Heavy Rain Causes Flooding in Washington County

Overnight rain totals topped four-inches in several northwest, Florida cities. The water is adding to already swollen rivers and lakes.

Following storms, Washington County Emergency Management personnel check their Chipley rain gauge. From midnight to 8AM Friday morning, just under an inch-and-a-half fell

E.M.A. Director Roger Hagan says National Weather Service graphs of the Choctawhatchee River indicate rising water levels. "Following a two-and-a-half year drought with low water levels, waters from the Choctawhatchee River and Holmes Creek are now rising; the river becomes sort of like a floating dam."

Tom Maleszewski has lived along the river his whole life. After a two-and-a-half year drought, high water is important for the ecosystem. He says they are important because they, "Create sanctuaries for freshwater shrimp and fish; it flushes out the old water and creates a good system for fishing especially."
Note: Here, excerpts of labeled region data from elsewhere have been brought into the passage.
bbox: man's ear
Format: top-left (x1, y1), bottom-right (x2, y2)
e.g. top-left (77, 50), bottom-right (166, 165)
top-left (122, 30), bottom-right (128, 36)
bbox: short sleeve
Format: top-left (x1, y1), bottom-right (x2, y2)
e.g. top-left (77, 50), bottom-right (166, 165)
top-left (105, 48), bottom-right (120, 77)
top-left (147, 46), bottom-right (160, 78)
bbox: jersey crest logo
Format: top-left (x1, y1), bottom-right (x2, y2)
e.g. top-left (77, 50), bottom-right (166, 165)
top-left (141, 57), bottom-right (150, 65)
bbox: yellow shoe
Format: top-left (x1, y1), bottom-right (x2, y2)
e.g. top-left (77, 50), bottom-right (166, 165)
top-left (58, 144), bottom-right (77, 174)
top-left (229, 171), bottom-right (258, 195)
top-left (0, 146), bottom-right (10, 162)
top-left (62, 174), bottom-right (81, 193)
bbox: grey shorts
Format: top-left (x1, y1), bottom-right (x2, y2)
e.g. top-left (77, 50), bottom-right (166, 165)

Lifelong Caryville resident Millard French operates a farm supply business. Life along the river brings a certain life philosophy. "I can't start the rain, and I can't stop the rain,” she says. “And, that's the way I look at it. These things are all out of my hand."

Following the great Caryville 1994 flood, the federal government bought out the far majority of property owners. And, there are fewer residential areas that can now flood.

The July, 1994 Caryville flood resulted in the town losing the majority of its residents due to the federal buy-out.

The Choctawhatchee River in Caryville is expected to crest at around 10-and-a-half feet Saturday afternoon, which is a foot-and-a-half under flood stage.